At the start of today – and, to be honest, at the start of the Fringe – I predicted that Sara Pascoe would win the Foster’s Award. Maybe, in the end, for those loving a narrative, that would have been too much of a rerun of Bridget Christie’s win last year, not that the panel would have looked at it that way. I’ve heard that the vote was close, but I don’t know who it was close between.
Hindsight is a wonderful thing. In retrospect it is easy to see why the judges opted for Kearns. The make-up of the panel – usually including at least two broadsheet critics, this year Alex Hardy from The Times and Alice Jones from The Independent* – tends to have a bias towards the cerebral over the crowdpleasing. There is something about the people who want to be on a comedy panel that self-selects those who think hard about stand-up and tend to appreciate more than mere joke merchants. Hence the recent victories of the likes of Bridget Christie, Dr Brown and Tim Key and the “defeats” for John Bishop, Jason Manford and Peter Kay.
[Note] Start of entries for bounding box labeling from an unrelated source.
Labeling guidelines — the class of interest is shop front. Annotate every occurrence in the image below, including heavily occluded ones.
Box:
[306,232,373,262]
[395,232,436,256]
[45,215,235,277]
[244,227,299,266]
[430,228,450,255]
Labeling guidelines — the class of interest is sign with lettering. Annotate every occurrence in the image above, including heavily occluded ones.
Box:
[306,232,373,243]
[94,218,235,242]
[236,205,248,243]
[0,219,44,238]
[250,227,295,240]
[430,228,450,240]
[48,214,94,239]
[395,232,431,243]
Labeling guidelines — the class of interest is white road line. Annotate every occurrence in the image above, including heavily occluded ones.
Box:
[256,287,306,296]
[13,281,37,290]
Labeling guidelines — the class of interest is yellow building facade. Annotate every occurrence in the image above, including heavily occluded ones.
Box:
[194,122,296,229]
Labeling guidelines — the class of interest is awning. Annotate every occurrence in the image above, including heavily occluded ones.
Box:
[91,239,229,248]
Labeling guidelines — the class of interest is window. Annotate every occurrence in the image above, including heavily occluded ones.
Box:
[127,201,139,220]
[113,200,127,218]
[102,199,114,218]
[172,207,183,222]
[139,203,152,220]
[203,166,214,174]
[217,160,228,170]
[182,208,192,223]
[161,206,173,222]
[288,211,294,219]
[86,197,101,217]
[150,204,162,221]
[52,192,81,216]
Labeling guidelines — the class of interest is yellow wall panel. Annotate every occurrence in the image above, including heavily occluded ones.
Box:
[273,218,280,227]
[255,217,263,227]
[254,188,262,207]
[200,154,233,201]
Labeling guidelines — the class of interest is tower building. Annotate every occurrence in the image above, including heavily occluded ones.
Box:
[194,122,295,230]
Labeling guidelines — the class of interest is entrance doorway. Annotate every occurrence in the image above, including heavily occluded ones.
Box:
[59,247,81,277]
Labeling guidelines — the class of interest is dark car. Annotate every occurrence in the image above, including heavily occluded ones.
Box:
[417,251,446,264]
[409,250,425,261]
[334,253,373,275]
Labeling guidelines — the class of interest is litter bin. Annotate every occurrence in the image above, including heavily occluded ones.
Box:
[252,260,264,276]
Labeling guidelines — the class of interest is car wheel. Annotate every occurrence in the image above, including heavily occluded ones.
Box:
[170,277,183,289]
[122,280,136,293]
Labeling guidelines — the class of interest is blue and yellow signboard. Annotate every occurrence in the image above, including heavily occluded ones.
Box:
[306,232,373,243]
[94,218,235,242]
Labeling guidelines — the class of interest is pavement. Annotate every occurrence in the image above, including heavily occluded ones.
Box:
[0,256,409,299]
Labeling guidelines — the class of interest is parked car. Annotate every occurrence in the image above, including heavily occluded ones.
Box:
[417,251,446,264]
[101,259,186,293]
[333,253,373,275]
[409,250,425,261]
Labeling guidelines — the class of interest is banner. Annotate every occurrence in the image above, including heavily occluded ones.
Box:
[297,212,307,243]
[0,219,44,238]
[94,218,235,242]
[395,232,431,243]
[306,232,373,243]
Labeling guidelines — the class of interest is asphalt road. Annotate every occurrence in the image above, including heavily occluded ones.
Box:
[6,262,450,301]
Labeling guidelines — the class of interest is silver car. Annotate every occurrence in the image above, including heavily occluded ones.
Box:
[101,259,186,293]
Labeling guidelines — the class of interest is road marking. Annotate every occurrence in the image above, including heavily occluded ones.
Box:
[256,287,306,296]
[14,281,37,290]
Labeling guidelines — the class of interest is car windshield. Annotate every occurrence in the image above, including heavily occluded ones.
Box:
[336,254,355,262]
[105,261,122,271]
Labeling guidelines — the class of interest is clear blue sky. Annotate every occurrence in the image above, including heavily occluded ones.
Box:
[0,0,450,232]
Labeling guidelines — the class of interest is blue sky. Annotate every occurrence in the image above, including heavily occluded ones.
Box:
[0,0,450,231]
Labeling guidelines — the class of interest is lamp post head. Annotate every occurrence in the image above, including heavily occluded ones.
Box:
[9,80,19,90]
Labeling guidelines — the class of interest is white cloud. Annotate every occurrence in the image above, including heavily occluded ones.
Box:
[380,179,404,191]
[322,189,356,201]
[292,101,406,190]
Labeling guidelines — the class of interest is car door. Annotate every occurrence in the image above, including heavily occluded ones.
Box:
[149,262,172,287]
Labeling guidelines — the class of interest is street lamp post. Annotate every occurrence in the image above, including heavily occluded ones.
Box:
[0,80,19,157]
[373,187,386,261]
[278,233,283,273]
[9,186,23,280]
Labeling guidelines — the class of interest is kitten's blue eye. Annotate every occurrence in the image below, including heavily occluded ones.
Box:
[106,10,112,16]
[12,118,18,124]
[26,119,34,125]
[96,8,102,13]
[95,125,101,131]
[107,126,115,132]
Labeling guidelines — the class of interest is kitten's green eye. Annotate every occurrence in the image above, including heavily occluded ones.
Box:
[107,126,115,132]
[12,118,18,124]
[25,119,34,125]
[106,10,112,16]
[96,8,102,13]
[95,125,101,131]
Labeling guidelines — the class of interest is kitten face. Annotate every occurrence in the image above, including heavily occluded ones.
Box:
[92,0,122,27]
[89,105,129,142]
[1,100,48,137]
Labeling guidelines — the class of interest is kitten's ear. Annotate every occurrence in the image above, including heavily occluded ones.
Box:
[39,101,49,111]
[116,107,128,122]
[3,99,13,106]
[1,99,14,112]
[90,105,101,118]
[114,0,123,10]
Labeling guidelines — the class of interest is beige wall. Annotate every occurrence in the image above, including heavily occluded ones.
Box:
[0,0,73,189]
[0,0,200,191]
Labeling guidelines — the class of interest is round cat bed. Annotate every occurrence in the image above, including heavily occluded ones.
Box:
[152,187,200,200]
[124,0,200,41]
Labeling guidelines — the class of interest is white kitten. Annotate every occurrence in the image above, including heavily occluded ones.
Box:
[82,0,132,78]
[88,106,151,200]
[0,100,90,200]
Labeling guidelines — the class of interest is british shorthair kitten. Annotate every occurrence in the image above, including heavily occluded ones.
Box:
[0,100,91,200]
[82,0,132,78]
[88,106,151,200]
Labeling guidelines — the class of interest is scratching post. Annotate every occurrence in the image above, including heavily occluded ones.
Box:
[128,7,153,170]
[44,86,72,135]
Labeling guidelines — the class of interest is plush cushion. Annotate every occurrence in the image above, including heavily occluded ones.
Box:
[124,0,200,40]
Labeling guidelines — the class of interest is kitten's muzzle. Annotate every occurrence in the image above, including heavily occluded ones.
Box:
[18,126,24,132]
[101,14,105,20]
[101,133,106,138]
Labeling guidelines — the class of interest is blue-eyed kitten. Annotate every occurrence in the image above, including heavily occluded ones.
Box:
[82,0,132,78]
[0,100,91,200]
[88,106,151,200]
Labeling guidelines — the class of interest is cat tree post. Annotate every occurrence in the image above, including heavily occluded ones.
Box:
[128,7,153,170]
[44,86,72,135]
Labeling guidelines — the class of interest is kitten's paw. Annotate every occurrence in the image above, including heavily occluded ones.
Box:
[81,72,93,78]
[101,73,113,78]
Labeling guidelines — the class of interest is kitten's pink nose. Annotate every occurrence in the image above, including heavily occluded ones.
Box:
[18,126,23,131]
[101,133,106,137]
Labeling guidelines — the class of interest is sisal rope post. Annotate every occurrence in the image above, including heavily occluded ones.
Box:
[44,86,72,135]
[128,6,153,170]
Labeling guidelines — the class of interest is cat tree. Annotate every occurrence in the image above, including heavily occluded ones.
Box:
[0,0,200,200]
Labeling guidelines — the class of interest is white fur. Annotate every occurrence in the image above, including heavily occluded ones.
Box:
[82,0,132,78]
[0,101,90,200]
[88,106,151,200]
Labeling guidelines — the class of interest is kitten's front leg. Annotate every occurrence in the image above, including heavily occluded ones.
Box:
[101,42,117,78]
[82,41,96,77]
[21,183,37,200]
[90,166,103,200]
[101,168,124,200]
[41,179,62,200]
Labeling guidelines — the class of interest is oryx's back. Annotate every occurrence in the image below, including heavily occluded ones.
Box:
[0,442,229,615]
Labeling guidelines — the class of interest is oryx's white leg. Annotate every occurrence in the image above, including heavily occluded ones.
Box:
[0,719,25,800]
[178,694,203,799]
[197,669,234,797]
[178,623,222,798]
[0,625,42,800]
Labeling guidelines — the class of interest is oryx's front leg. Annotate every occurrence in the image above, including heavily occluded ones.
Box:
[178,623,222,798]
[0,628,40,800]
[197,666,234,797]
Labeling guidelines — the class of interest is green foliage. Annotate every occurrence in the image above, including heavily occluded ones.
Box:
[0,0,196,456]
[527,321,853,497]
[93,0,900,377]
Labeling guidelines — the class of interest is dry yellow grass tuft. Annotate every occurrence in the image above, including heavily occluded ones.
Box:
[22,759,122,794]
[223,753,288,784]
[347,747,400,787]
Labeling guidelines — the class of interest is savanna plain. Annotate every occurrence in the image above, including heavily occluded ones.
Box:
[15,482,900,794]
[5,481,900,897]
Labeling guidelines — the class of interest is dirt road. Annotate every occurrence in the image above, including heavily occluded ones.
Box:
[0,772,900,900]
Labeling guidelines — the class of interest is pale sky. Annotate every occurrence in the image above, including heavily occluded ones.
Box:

I don’t know how Alex and Alice voted, but it can often come down to a head-to-head between artist and populist. Though the most populist this year was ex-teacher Romesh Ranganathan and I doubt if he was runner-up. In fact for a change the whole shortlist was pretty brained up rather than dumbed down, a line-up positively brimming over with -isms. Absurdism from Sam Simmons, feminism from Pascoe, radicalism from Liam Williams, conceptualism from Alex Horne.
Kearns clearly pleased the judges the most. I’m not for a moment suggesting that he set out to tick boxes, but for any comedians thinking about their 2015 show already here’s a few pointers. Kearns had a bit of meta-comedy about the nature of comedy, a bit of clowning, a bit of low-level audience participation and a bit of existentialist pondering. He was also very original. But most of all he was very, very funny. Crack all of those, particularly the last one, and surely you’ve got a chance of catching the panel’s attention.
*Unless the rules have changed since I chaired the panel, the chair, Mark Monahan from the Telegraph would only have a vote in the event of a tie, but he can take part in the discussions.